Nigerians have been accumulating foreign currencies to protect their wealth from naira volatility and surging inflation, according to a research paper in a journal published by the Central Bank of Nigeria. “Higher real-exchange rate volatility is associated with an increased level of currency substitution,” central bank economists including Isaiah Ajibola, Sylvanus Udoette, Rabia Muhammad and John Anigwe said in the paper available on the central bank’s website. There is a need to contain “exchange-rate volatility and inflation as a way of curbing the spate of currency substitution in the country,” they said.

Africa’s largest economy devalued the local unit twice last year after a crash in the oil price triggered by the coronavirus pandemic hampered revenues. While crude contributes less than 10% to the country’s gross domestic product, it accounts for nearly all foreign-exchange earnings and half of government revenue in the continent’s biggest producer of the commodity.

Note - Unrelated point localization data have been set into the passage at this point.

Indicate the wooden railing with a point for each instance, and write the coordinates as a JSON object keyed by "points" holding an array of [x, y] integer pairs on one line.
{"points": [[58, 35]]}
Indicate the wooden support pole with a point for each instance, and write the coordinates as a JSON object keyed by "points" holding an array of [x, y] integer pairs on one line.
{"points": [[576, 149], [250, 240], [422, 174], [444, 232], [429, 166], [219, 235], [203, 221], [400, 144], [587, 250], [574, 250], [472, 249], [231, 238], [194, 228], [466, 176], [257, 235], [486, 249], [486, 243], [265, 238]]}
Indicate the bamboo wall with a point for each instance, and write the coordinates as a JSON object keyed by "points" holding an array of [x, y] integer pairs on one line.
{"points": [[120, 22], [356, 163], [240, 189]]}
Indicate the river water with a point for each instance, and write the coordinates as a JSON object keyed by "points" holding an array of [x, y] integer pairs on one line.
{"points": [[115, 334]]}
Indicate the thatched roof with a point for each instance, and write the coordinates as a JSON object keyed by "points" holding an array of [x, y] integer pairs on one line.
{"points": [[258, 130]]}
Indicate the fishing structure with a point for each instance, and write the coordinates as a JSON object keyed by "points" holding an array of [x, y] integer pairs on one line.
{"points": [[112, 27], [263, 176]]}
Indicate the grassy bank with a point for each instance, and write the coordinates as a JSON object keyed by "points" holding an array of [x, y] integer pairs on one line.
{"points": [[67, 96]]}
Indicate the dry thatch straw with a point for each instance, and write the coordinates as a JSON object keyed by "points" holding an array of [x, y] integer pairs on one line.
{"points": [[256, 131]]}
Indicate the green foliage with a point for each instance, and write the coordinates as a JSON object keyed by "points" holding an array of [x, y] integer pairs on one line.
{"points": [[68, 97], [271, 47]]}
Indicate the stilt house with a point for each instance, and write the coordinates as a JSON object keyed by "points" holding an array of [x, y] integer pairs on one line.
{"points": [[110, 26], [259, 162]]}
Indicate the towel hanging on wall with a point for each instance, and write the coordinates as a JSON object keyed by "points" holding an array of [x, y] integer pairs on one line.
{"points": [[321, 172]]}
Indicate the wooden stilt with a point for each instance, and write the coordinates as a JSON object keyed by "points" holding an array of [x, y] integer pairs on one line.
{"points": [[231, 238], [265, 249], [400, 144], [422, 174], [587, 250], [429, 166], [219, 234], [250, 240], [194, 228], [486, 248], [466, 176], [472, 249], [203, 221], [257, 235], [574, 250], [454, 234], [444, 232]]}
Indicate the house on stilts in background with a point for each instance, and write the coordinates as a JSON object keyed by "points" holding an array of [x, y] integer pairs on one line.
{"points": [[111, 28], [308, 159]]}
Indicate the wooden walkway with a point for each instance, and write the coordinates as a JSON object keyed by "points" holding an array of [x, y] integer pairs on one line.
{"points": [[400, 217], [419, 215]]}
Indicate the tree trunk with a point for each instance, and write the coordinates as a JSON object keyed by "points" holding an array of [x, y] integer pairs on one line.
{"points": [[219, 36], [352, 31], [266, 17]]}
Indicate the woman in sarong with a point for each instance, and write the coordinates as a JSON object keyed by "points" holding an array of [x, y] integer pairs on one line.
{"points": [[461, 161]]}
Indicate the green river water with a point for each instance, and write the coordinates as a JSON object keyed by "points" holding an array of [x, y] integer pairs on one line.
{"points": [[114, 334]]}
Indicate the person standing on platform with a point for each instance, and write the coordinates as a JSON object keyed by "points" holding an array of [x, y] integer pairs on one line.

The naira has lost 66% of its value since 2009 when it exchanged at 149 naira to the dollar. The unit traded at 409.35 naira per dollar at the spot market as of 5:27 p.m. in Lagos on Wednesday. Nigeria’s inflation quickened to the highest level in four years in March and is now more than double the 9% limit of the central bank’s target range.

“The key policy implication of currency substitution is that it reduces monetary policy effectiveness,” the researchers said. “Efforts to further diversify the economy should be of paramount interest to boost the base for foreign-exchange earnings.”